Any day now the U.S Department of State will announce whether or not it will remove the Mujahedin-e Khalq (MEK) from its Foreign Terrorist Organizations list. Well-funded and mostly unmonitored lobbying activities led to the group’s delisting in the EU and UK and now leader Maryam Rajavi (her husband Masoud Rajavi mysteriously disappeared in 2003) is standing outside the U.S.’s door. (I examine the group and some of its U.S. supporters in Al Jazeera English.)
Some Washington-based US-Iran analysts argue that the Obama Administration views the MEK as an annoyance and is dragging its feet on the decision to delist or not because of the human rights concerns at Camp Ashraf. The 3,000+ inhabitants there face a serious threat by the Iraqi government which has carried out deadly raids against them. But Rajavi refuses to allow human rights organizations full access to the inhabitants so they can assess the situation clearly. She also won’t allow the members to accept refugee status so they can be relocated elsewhere. Once armed to the teeth by Saddam Hussein’s regime, the inhabitants are now living in a country that does not want them, near the border of a government that they have been at war with for most of their existence. They are in a political no man’s land, but as I argue in my article, to conflate this issue with the decidedly political question of delisting may only exacerbate the already fragile US-Iran relations.

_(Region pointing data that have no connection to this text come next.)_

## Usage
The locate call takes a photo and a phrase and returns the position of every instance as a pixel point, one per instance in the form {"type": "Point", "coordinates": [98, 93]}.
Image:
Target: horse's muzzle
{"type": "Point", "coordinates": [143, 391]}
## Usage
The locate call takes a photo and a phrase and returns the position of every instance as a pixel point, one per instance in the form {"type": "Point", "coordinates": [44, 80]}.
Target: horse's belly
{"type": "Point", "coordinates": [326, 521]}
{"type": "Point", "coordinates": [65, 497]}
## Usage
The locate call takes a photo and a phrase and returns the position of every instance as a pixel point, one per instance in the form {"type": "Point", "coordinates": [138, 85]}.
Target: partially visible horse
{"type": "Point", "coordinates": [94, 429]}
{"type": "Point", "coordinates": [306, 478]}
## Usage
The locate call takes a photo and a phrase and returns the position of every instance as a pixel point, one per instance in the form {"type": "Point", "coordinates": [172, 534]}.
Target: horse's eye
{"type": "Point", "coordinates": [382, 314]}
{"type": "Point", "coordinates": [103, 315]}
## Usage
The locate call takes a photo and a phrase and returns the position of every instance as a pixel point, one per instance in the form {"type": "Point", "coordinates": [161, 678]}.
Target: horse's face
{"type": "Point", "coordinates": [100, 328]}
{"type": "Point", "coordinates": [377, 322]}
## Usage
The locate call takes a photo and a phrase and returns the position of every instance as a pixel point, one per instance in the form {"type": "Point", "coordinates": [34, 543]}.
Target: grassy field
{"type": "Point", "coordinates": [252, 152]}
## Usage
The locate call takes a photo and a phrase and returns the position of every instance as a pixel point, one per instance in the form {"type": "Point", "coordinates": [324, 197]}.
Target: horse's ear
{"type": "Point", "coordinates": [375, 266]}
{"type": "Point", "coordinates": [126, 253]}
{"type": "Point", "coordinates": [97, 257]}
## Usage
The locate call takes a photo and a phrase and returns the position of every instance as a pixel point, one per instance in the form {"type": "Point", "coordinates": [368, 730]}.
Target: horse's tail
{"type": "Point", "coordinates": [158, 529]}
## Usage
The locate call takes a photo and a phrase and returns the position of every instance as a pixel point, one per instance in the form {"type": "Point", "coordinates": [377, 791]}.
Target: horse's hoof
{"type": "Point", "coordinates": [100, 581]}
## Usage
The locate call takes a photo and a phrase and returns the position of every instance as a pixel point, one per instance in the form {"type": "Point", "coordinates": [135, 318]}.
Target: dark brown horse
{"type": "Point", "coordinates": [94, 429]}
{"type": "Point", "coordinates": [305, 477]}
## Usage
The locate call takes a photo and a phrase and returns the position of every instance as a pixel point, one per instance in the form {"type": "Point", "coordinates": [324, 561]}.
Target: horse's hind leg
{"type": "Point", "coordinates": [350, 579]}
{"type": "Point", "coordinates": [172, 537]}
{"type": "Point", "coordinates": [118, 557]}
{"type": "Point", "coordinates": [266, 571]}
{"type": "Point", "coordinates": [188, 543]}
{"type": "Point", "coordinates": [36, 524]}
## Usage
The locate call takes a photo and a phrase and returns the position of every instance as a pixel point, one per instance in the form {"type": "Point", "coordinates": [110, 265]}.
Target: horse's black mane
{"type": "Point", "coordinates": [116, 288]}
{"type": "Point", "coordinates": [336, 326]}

After reading reports by Human Rights Watch, the RAND Corporation and conducting an interview with a former member, there is no doubt that this group operates as a cult and that many of the Ashraf inhabitants want to leave. (Also see this 2007 documentary by Maziar Bahari). It is also undeniable that the Rajavis will do anything to maintain their power and funding sources (which are unknown) and go to extremes to reach their goal. Now more than ever human rights groups need access to the people there and I sincerely hope they will help them reunite with their families which they were forced to give up.
But according to veteran U.S. diplomat Ambassador John W. Limbert who has years of experience with Iran, the solution to the human rights issues at Camp Ashraf is clear and is only complicated because of broken US-Iran relations:
…Perhaps 90-95 percent of Camp Ashraf residents could return to Iran under International Red Cross supervision, abandon their MEK activity, and benefit from an amnesty that, by all accounts, the Tehran authorities have respected for earlier returnees. Once that group has left Iraq, those hard-core members remaining–perhaps fewer than 50–would be a very different and much more manageable problem.
Except for the MEK’s hired mouthpieces, everyone can see this obvious solution that removes a major irritant to all parties. Once again, however, the two sides’ historic inability to “get to yes” at the same time has played havoc with rational policy. The crux of the problem is this: any deal one side accepts or proposes is, by definition, seen as bad for the other. Each is convinced that the other’s purpose in life is to annoy and mislead “our side”. Therefore–in this curious universe–both sides assume that anything the other proposes or accepts contains a hidden motive to deceive.
Others have suggested relocating the members to developing countries, but Rajavi, who is based out of Paris, insists that they must remain in Iraq even though the MEK never formally sought citizenship.